Really had good intentions of taking a few more pics but ---- Have all the gears cut now (I hope!!) Started out knowing of 4 that needed replacing, but on tear down and closer inspection, ended up doing 7.

By gear train, do you mean a shot showing them from the spindle down to the gear box? I could get a pic of that. I have a trial assy mounted up now and if Im doing something to where I can keep an eye on it, I let the lathe run, changing gear positions, to let all that new stuff "seat". First minute or so of starting, it was pretty loud and I had a scare thinking I had missed some dims somewhere, but it pretty quickly started quietening down and soon was running smoothly.
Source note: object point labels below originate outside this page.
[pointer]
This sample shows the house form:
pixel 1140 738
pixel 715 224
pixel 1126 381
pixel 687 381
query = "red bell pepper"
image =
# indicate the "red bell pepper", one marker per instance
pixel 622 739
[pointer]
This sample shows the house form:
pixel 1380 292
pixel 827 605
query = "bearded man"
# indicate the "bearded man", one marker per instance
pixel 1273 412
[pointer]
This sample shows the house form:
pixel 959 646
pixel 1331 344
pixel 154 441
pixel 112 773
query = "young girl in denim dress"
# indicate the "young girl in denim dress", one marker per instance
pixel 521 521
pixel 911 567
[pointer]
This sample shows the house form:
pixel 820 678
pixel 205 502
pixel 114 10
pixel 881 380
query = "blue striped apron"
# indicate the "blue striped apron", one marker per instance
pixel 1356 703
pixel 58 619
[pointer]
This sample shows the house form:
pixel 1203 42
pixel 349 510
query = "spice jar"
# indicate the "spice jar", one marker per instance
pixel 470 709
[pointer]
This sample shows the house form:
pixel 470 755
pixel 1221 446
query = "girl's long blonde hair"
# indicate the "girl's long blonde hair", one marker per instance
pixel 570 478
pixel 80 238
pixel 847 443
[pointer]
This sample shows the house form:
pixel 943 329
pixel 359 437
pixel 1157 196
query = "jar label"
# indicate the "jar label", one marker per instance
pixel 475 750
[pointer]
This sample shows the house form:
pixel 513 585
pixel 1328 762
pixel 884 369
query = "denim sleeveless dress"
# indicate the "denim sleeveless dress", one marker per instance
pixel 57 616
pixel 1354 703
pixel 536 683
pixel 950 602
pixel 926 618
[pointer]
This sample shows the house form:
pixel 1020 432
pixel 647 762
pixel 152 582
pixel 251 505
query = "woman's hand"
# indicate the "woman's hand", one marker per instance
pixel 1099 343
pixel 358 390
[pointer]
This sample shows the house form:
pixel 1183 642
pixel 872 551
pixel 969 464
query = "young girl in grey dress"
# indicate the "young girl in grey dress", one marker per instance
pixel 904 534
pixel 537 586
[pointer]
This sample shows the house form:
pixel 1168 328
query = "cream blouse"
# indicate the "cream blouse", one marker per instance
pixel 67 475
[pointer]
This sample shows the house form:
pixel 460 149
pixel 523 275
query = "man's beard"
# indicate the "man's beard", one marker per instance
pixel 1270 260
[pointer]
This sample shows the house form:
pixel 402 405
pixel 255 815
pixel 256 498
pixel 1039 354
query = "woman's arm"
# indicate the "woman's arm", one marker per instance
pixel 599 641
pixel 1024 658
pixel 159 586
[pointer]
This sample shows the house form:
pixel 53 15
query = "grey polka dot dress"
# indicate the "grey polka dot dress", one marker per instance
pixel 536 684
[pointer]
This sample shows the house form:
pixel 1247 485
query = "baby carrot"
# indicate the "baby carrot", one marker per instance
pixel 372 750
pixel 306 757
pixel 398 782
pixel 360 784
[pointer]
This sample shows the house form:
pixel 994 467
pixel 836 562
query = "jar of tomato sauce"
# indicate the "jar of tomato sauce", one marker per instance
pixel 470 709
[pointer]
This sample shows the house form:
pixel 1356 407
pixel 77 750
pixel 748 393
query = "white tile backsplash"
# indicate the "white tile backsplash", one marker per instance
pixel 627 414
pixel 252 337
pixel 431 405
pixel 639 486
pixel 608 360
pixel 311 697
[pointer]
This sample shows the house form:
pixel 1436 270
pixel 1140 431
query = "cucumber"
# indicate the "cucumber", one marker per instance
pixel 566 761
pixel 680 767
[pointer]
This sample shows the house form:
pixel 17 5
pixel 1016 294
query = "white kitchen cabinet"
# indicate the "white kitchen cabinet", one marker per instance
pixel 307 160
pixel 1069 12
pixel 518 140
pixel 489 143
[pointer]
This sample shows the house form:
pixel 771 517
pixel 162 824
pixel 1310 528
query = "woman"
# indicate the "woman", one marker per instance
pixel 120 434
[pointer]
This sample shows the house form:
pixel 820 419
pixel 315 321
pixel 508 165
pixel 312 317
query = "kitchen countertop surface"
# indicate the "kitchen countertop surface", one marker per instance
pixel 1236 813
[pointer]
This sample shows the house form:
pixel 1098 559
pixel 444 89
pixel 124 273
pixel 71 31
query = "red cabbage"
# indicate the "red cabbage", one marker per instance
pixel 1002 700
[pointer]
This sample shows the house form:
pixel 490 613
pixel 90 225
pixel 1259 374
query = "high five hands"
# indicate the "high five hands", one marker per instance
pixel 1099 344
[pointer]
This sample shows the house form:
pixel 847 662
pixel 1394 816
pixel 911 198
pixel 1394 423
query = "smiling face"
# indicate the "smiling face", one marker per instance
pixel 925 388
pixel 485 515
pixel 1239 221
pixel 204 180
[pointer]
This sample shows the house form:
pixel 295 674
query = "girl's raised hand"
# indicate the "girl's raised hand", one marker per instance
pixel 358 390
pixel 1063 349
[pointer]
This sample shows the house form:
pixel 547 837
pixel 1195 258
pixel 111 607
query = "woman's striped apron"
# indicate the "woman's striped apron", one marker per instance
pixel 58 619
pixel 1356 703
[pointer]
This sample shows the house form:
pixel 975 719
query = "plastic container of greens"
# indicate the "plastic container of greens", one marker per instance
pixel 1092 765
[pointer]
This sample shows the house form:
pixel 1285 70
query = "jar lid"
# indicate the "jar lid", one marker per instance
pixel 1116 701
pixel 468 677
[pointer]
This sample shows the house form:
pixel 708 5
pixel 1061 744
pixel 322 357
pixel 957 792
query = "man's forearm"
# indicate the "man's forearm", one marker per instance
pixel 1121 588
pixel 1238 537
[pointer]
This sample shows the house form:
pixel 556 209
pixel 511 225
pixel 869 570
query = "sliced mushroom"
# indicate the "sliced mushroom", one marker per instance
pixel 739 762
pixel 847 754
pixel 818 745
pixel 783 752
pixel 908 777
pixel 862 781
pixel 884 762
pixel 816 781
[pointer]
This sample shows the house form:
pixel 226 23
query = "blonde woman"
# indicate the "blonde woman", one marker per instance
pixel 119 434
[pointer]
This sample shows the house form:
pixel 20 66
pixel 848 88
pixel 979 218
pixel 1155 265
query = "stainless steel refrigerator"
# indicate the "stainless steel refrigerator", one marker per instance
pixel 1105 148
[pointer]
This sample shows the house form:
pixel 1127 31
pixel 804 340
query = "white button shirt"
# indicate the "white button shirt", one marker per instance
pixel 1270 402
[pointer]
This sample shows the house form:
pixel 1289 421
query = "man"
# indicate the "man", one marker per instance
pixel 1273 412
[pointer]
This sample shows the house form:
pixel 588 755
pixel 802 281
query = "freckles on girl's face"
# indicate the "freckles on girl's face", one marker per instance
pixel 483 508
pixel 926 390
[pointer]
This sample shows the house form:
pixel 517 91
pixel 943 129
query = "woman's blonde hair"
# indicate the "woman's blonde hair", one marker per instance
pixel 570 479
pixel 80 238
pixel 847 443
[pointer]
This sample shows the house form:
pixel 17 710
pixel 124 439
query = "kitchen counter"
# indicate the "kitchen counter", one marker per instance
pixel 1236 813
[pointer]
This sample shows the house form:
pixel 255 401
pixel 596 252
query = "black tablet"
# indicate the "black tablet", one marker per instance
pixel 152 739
This is all the old shafts and gears that I re-made. The shorter shafts on the left are from the gear train, the 2 long ones are from the gear box, the 27T from the gear box (it was more like a chain sprocket than a gear) the gears on the shafts are from the apron - the hand wheel shaft and the rack gear shaft. Then the 2 reverse gears and the big one directly under the reversers.


----------



## HMF (Jul 30, 2011)

Bill

Yes, I would love to see everything all lined up- from the spindle down to the gear box.

Also, if you could shoot any sub-assemblies that you do- 

I need to do this for my 10L so anything that can help me struggle through would be great.

Thanks!


Nelson


----------



## Pacer (Jul 30, 2011)

Here is a shot of the gear train showing the parts I replaced (in that area!)- whew! when I see them like this ... hmmm, did I do all that?? and that really is hardly a drop in the bucket. I got this lathe on May 18 - some 10 wks ago, and would guestimate have got another 4-6 wks to go.


----------



## HMF (Jul 30, 2011)

Holy cow, Bill! That looks awesome! No way I could ever make gears like that-though I would love to be able to!

One day!

Nelson


----------